Caption-Driven Reinforcement Learning

• Caption-Driven Reinforcement Learning is a framework that integrates natural language captions into RL processes by using them as environmental feedback, defining actions, or configuring rewards.
• It employs various RL algorithms such as policy gradient and actor–critic methods, with reward signals based on metrics like CIDEr and CLIP to optimize caption quality and decision accuracy.
• This paradigm boosts sample efficiency and generalization across domains including image/video captioning, robotics, and visual question answering, while enhancing interpretability through language-based supervision.

Caption-Driven Reinforcement Learning (CDRL) refers to a collection of methodologies in which natural-language captions—generated for images, videos, or multimodal inputs—play an intrinsic role in a reinforcement learning process.
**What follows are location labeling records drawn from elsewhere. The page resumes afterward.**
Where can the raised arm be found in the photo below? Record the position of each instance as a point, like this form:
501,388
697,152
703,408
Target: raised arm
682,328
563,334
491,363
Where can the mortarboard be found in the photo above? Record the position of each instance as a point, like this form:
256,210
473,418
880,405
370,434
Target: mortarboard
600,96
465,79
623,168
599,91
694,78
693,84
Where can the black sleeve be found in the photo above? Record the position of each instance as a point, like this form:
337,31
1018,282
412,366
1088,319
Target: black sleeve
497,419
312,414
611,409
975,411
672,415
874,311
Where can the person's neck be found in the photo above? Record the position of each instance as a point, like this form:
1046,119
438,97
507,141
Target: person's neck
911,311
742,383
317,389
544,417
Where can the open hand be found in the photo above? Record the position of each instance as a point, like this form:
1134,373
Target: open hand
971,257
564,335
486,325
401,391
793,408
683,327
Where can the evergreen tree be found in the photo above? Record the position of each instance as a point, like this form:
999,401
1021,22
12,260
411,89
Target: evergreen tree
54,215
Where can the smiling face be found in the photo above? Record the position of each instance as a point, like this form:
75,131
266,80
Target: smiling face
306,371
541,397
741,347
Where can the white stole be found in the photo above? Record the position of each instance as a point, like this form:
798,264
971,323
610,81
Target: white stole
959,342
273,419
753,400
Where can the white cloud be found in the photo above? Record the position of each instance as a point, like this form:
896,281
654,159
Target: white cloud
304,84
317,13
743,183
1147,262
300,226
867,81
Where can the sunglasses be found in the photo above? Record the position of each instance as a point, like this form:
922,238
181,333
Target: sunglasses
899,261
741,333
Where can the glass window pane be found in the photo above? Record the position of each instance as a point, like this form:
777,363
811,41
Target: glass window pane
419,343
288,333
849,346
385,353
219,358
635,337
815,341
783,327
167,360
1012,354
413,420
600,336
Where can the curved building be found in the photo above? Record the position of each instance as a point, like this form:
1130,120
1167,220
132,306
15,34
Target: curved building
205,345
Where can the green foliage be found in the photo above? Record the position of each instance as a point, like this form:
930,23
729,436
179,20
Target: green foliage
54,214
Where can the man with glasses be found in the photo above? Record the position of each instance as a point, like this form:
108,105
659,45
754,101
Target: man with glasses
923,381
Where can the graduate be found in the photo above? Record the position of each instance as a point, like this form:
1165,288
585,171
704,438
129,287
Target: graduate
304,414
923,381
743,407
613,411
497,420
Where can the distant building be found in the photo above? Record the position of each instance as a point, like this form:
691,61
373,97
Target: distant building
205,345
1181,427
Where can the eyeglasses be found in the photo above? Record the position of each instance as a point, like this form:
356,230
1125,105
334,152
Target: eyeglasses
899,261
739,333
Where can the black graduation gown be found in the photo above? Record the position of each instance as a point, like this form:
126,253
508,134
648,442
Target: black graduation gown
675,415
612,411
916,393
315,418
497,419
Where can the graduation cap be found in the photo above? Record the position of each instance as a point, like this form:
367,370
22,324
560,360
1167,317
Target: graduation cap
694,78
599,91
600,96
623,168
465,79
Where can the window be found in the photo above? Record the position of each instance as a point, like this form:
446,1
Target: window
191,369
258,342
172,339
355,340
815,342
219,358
In CDRL, captions either constitute explicit environmental feedback, act as key components in the policy state/action space, define reward signals, or are jointly optimized with downstream tasks such as reasoning, retrieval, or control. This paradigm unifies the language reasoning and sequential decision-making architectures, enabling models to exploit the semantic richness and compositionality of captions for improved generalization, sample efficiency, and interpretability across domains such as image captioning (Yan et al., 2018), video captioning (Pasunuru et al., 2017), vision-language reasoning (Xing et al., 26 Sep 2025), autonomous robotics (Tirabassi et al., 4 Apr 2025), and embodied learning (Mezghani et al., 2023).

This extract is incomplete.